O senador ainda classificou como “obscuro” o negócio da compra da vacina da farmacêutica Pfizer ser conduzida no Brasil pelo ex-secretário especial de comunicação da Presidência, Fabio Wajngarten, em detrimento da “expertise” do Ministério da Saúde e da colaboração que o Ministério das Relações Exteriores poderia dar nas tratativas de acordos internacionais.

“O Ministério da Saúde tem uma expertise histórica na compra de medicamentos, vacinas, montagem de programas com compras internacionais. O secretário de comunicação do governo que recebe autorização do presidente para negociar um contrato bilionário de vacinas. Ele [Ernesto] foi nos Estados Unidos receber 2 milhões de comprimidos de cloroquina que os norte-americanos estavam desovando, mas não foi capaz de participar dessa negociação da Pfizer.
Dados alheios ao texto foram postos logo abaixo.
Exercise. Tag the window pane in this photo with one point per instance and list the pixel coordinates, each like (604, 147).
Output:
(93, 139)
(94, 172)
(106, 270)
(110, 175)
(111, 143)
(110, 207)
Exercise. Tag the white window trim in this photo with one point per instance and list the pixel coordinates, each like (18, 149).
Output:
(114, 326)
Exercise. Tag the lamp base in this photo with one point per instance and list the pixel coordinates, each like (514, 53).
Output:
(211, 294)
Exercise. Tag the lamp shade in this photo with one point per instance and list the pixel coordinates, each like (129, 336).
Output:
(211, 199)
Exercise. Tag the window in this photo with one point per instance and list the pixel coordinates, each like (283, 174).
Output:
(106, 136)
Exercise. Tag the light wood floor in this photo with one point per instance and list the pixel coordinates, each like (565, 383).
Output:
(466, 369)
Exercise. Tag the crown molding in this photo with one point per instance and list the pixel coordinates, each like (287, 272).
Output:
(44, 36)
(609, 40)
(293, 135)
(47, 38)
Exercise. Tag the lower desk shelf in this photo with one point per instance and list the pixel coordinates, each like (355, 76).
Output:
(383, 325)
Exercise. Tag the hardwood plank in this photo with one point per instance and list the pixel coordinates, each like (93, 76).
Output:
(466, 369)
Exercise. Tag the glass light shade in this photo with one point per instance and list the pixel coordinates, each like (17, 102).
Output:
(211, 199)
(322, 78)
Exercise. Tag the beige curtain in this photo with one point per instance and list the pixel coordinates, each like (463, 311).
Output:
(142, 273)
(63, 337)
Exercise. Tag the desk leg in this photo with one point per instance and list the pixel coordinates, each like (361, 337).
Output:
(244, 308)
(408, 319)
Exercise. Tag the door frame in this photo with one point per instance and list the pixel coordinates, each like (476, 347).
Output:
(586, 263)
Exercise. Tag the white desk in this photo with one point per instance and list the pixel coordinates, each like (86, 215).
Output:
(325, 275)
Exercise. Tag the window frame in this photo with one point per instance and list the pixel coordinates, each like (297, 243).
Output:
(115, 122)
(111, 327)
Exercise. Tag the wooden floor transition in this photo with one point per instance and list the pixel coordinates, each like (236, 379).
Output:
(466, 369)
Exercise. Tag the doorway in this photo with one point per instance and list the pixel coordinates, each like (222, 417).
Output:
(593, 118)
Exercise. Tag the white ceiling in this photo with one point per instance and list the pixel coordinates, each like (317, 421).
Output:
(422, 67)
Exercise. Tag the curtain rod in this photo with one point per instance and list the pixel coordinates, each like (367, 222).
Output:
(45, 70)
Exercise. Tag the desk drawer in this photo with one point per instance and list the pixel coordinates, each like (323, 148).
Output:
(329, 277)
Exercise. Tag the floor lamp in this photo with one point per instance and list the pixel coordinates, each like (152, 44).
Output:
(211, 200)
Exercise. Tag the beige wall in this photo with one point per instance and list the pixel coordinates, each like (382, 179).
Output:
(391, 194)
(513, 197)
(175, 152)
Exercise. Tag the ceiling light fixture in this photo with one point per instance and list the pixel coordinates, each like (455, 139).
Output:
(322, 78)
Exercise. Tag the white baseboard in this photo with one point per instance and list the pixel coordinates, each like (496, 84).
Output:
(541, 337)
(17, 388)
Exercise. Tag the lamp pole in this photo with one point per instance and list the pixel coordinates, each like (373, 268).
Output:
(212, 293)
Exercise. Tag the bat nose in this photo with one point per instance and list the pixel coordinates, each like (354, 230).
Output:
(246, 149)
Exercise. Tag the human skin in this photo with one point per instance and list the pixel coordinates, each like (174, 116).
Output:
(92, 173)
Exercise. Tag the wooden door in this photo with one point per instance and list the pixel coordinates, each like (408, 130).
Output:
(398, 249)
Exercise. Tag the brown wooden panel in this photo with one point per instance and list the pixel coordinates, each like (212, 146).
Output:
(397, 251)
Esse negócio é muito obscuro”, criticou o senador.

O gerente-geral da Pfizer para a América Latina, Carlos Murillo, afirmou aos senadores em depoimento à CPI da Covid na última quinta (13) que as primeiras reuniões com o governo brasileiro para discussão sobre a aquisição do imunizante produzido pela empresa começaram ainda no mês de maio de 2020. À época, Murillo era representante da Pfizer no Brasil.

A partir de maio, o governo Bolsonaro recebeu ao menos cinco outros contatos da Pfizer com outras ofertas de vacinas. Pelo menos três das propostas apresentadas ao governo brasileiro previam 70 milhões de doses, com entrega a partir de dezembro de 2020, com 1,5 milhão de doses. Murillo, na oportunidade, afirmou que o Brasil não rejeitou, mas também não aceitou comprar a vacina.